What does smart beta mean? Does it deserve the attention it is getting from the market and academia?

The origin

In 1992 Eugene Fama and Kenneth French published an article in The Journal of Finance titled “The Cross-Section of Expected Stock Returns.” In the article, Fama and French ran regressions of stock portfolios against three variables, the market’s return as a whole, returns on small stocks and returns on value stocks. In these regressions, they found substantial dependencies on two of the factors in the regression, small stock returns and value stock returns – more than on the market as a whole.

After the article came out, the late, revered Fischer Black, who would have won a Nobel Prize for the Black-Scholes formula had he not died in 1995, attacked it viciously, calling it the product of “data mining” – a pejorative term that can be applied to most of the evidence that has been advanced for the superiority of investment strategies that have been shown to exhibit outperformance based on historical data.

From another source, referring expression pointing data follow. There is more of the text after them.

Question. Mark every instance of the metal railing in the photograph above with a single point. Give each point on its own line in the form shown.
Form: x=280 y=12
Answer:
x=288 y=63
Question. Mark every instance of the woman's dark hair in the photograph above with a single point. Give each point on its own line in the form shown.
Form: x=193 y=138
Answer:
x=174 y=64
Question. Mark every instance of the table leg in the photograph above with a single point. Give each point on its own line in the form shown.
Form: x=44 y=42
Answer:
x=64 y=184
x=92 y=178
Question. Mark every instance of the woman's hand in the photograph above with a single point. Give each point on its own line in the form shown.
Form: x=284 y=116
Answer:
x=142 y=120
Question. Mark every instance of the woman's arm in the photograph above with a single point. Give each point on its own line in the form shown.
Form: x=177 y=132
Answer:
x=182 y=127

It should be noted that running a multiple regression is an exceedingly easy thing to do. It can take a researcher literally less than ten seconds of her time to run a multiple regression on numerous variables in an Excel spreadsheet if the values of those variables have already been entered in the columns. This ease invites overuse of the procedure; indeed it is massively overused.

By running regressions or backtests multiple times on the enormous amount of historical stock market data that exists, a researcher cannot fail to validate some investment strategy or statistical relationship, in order to sell an investment product or write a paper. But the apparent validity of the investment strategy or statistical relationship is often spurious, an accidental concurrence of random data discovered through intensive data mining. The common phrase often used to refer to this phenomenon is, “If you torture the data hard enough, it will confess to anything.”

One remedy that has been proposed for promiscuous data mining is to have a reasonable theory firmly in mind before turning to the data to seek statistical evidence to support it. “Lack of theory,” said Black in his critique of the Fama-French paper, “is a tipoff: watch out for data mining!” Black went on to say of their paper, “I especially attribute their results to data mining when they attribute them to unexplained ‘priced factors,’ or give no reasons at all for the effects they find.” In fact, proposed reasons for the Fama-French findings had to be conjured up only after the publication of their 1992 paper and a follow-up paper in 1993. They admitted that they could not offer any sound economic reasons for them in the papers themselves.

Black’s criticism notwithstanding, the two Fama-French papers went on to be routinely referred to as “seminal” by a generation of financial academicians and quantitative practitioners whose level of data mining for “factors” would make Black spin in his grave. What Black would consider data mining these researchers now consider “evidence-based financial economics.” Thus, we have now not only the two factors (three with the market as a whole) that were identified by Fama and French – and evidence for one of those two, small capitalization, has been acknowledged to have faded over time – but what has been called a “factor zoo.”

Some seminal works spawn productive fields; others unfortunately do the opposite.